8 What distinguishes you from the other candidate(s) in this race?

What distinguishes me as a candidate are my 25 years of professional real estate experience, 17 of them as a real estate attorney and 8 as Register of Deeds. I am a proud graduate of NCCU School of Law (Class of 1997, cum laude). I have a nuanced and comprehensive understanding of the functions and larger role of the Register of Deeds Office in our County.

But beyond the question of basic qualifications for the office of Register of Deeds, my deep-felt passion for the history and heritage of all of Orange County distinguishes me. My commitment to revealing our true history led me to extensively document Orange County’s ancient records – from records regarding enslaved people, to documents of the lives of single mothers, to our history of indenturing of orphaned children. I have sought out the true stories of the forgotten and overlooked people of our County’s past in order to tell the whole story. We will never get past the wrongs done by our predecessors to the poor, to African-American and to Native American people in Orange County without at the very least acknowledging the true horror of what happened in an accurate, transparent and courageous way.

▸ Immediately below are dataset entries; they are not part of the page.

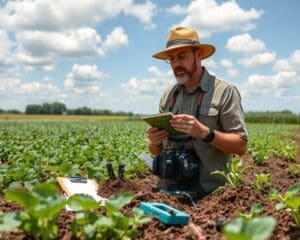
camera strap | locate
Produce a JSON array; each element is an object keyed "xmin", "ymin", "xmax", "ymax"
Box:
[{"xmin": 169, "ymin": 87, "xmax": 204, "ymax": 117}]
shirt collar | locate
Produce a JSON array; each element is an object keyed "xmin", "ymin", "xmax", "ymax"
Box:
[{"xmin": 177, "ymin": 67, "xmax": 212, "ymax": 92}]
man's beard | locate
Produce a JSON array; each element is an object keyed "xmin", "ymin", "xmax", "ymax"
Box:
[{"xmin": 173, "ymin": 59, "xmax": 197, "ymax": 85}]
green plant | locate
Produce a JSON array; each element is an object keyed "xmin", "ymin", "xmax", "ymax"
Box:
[
  {"xmin": 69, "ymin": 193, "xmax": 150, "ymax": 239},
  {"xmin": 287, "ymin": 163, "xmax": 300, "ymax": 176},
  {"xmin": 237, "ymin": 203, "xmax": 263, "ymax": 221},
  {"xmin": 252, "ymin": 173, "xmax": 272, "ymax": 192},
  {"xmin": 0, "ymin": 183, "xmax": 66, "ymax": 240},
  {"xmin": 222, "ymin": 204, "xmax": 276, "ymax": 240},
  {"xmin": 211, "ymin": 157, "xmax": 248, "ymax": 189},
  {"xmin": 269, "ymin": 183, "xmax": 300, "ymax": 227}
]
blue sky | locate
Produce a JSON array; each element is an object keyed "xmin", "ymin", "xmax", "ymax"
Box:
[{"xmin": 0, "ymin": 0, "xmax": 300, "ymax": 114}]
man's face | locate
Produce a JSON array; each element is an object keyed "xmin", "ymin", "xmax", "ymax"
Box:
[{"xmin": 167, "ymin": 48, "xmax": 198, "ymax": 84}]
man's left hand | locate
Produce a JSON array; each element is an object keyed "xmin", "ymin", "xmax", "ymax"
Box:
[{"xmin": 170, "ymin": 114, "xmax": 209, "ymax": 139}]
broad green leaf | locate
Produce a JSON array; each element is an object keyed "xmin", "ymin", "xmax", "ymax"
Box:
[
  {"xmin": 5, "ymin": 189, "xmax": 39, "ymax": 209},
  {"xmin": 33, "ymin": 183, "xmax": 58, "ymax": 198},
  {"xmin": 244, "ymin": 217, "xmax": 276, "ymax": 240},
  {"xmin": 105, "ymin": 193, "xmax": 133, "ymax": 212},
  {"xmin": 0, "ymin": 212, "xmax": 22, "ymax": 232}
]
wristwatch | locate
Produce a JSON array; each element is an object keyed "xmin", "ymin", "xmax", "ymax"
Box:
[{"xmin": 202, "ymin": 128, "xmax": 215, "ymax": 143}]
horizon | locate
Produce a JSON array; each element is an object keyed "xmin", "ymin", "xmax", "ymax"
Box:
[{"xmin": 0, "ymin": 0, "xmax": 300, "ymax": 114}]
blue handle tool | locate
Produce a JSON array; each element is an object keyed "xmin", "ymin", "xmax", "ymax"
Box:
[{"xmin": 140, "ymin": 202, "xmax": 190, "ymax": 225}]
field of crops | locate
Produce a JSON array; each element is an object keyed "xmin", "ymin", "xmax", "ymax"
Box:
[
  {"xmin": 0, "ymin": 121, "xmax": 296, "ymax": 189},
  {"xmin": 0, "ymin": 120, "xmax": 299, "ymax": 239}
]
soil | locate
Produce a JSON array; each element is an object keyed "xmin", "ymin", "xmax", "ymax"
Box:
[{"xmin": 0, "ymin": 129, "xmax": 300, "ymax": 240}]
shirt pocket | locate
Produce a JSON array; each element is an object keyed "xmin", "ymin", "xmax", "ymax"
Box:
[{"xmin": 198, "ymin": 107, "xmax": 219, "ymax": 129}]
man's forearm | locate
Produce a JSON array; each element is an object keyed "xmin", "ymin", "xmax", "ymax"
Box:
[
  {"xmin": 211, "ymin": 131, "xmax": 247, "ymax": 155},
  {"xmin": 148, "ymin": 141, "xmax": 162, "ymax": 156}
]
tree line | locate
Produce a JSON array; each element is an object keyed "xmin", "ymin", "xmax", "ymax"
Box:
[
  {"xmin": 245, "ymin": 110, "xmax": 300, "ymax": 124},
  {"xmin": 0, "ymin": 102, "xmax": 134, "ymax": 116},
  {"xmin": 0, "ymin": 102, "xmax": 300, "ymax": 124}
]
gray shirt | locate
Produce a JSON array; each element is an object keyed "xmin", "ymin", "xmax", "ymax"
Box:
[{"xmin": 159, "ymin": 68, "xmax": 248, "ymax": 192}]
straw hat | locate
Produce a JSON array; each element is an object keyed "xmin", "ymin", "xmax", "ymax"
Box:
[{"xmin": 152, "ymin": 27, "xmax": 216, "ymax": 59}]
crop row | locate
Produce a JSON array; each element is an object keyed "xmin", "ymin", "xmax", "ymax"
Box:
[{"xmin": 0, "ymin": 121, "xmax": 296, "ymax": 189}]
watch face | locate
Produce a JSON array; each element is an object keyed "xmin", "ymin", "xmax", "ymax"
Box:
[{"xmin": 203, "ymin": 128, "xmax": 215, "ymax": 142}]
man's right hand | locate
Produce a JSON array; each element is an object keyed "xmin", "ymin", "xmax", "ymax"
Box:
[{"xmin": 147, "ymin": 127, "xmax": 169, "ymax": 155}]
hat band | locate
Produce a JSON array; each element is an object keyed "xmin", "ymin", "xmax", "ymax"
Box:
[{"xmin": 166, "ymin": 39, "xmax": 200, "ymax": 48}]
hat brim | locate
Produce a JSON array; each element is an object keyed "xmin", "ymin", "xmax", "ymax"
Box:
[{"xmin": 152, "ymin": 44, "xmax": 216, "ymax": 60}]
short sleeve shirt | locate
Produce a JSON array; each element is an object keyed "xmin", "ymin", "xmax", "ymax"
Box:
[{"xmin": 159, "ymin": 68, "xmax": 248, "ymax": 192}]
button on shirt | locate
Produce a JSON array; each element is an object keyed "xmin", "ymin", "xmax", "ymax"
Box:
[{"xmin": 159, "ymin": 68, "xmax": 248, "ymax": 192}]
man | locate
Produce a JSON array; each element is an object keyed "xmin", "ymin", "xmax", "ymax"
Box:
[{"xmin": 147, "ymin": 27, "xmax": 247, "ymax": 197}]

The Register of Deeds is an important functional office that daily handles a high volume of complex tasks and helps keep our County running smoothly.  But the heartbeat of the Register of Deeds is our place in Orange County’s history – both revealing the past and making our new history every day.  To be able to stand in, speak to and lead from both roles is what makes me an excellent Register of Deeds, and I’m proud and grateful to be able to seek a third term.